Abstract

Ferrite nanoparticles (NPs) have emerged as promising candidates for cancer treatment due to their unique magnetic properties and biocompatibility, which facilitate targeted drug delivery. This study focuses on the synthesis of copper ferrite (CuFe₂O₄) and manganese ferrite (MnFe₂O₄) nanoparticles using a hydrothermal method, and assesses their cytotoxic effects on human breast cancer (MCF-7) cells. Characterization techniques, including X-ray diffraction (XRD), scanning electron microscopy (SEM), energy-dispersive X-ray spectroscopy (EDX), Fourier transform infrared (FTIR) spectroscopy, ultraviolet–visible (UV–Vis) spectroscopy, and vibrating sample magnetometry (VSM), confirmed the successful formation of pure spinel structures. XRD patterns aligned with standard references, while SEM images indicated nearly spherical shapes, with average diameters of 145 nm for CuFe₂O₄ and 170 nm for MnFe₂O₄. EDX analysis validated elemental composition, and FTIR spectra showed characteristic metal–oxygen vibrations. UV-Vis spectra exhibited specific peaks for both ferrites, highlighting charge-transfer transitions.
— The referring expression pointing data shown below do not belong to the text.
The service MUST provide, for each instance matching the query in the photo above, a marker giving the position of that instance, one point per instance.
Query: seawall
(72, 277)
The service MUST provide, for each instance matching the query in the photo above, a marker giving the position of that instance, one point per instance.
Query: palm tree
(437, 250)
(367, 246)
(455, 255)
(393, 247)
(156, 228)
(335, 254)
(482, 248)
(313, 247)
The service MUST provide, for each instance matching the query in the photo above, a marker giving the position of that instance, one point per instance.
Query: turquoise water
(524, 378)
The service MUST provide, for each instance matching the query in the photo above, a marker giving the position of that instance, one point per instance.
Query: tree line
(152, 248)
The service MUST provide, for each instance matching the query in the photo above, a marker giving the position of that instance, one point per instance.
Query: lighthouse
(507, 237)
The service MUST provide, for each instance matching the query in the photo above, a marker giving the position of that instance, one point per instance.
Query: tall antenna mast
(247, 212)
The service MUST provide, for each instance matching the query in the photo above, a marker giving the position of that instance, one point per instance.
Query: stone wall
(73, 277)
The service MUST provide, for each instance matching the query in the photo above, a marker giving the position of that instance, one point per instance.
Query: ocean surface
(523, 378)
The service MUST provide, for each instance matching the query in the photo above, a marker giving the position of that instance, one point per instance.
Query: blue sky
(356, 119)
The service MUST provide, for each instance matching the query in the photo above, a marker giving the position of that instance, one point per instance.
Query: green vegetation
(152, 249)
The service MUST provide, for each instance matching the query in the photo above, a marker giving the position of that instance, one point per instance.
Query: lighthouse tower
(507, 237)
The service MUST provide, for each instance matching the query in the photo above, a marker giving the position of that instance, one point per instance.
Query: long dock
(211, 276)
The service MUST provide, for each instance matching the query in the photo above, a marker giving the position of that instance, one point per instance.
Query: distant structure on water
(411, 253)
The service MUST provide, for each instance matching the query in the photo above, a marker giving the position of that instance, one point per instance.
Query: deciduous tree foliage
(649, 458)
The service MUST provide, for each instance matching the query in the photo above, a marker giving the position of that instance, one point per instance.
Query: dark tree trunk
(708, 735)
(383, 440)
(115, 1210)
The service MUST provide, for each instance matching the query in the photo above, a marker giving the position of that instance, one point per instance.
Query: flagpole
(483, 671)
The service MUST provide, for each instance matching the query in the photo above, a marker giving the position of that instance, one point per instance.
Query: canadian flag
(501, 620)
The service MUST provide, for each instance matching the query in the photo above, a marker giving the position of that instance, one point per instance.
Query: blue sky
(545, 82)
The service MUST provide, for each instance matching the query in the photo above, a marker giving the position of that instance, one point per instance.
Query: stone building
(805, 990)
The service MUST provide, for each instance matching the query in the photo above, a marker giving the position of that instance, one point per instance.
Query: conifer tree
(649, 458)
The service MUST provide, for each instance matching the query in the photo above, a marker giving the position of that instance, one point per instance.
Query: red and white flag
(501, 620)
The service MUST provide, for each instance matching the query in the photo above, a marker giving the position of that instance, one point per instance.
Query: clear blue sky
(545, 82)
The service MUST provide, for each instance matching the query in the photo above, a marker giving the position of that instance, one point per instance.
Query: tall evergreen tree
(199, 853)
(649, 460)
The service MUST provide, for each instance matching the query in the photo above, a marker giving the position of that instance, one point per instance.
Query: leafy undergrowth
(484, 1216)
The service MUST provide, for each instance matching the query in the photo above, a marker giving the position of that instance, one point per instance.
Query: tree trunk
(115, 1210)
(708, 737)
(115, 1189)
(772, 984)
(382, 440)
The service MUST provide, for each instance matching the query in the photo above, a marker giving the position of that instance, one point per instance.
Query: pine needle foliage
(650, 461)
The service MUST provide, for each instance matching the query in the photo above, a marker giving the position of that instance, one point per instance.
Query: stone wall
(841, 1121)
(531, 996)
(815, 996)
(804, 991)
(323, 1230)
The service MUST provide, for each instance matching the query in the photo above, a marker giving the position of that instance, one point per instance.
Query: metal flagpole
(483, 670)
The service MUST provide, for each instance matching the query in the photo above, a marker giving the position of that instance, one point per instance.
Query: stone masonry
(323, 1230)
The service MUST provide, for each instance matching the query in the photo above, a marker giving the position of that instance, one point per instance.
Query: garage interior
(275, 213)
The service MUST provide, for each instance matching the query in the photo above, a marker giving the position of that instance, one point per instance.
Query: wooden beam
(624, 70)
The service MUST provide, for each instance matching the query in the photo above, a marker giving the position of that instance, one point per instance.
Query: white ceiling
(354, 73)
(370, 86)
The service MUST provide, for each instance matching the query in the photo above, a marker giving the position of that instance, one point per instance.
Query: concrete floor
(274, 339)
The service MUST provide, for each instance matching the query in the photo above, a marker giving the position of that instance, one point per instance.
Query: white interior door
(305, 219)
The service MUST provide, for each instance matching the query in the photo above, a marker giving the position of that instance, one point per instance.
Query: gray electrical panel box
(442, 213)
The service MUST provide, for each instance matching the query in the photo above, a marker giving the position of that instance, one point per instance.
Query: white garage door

Magnetic analysis revealed ferromagnetism, with MnFe₂O₄ exhibiting a higher saturation magnetization. In vitro assays showed that CuFe₂O₄ significantly reduced the viability of MCF-7 cells in a dose-dependent manner, suggesting its potential as a biocompatible candidate for targeted breast cancer therapy. Additional research is needed to discover mechanisms of action and in vivo efficacy.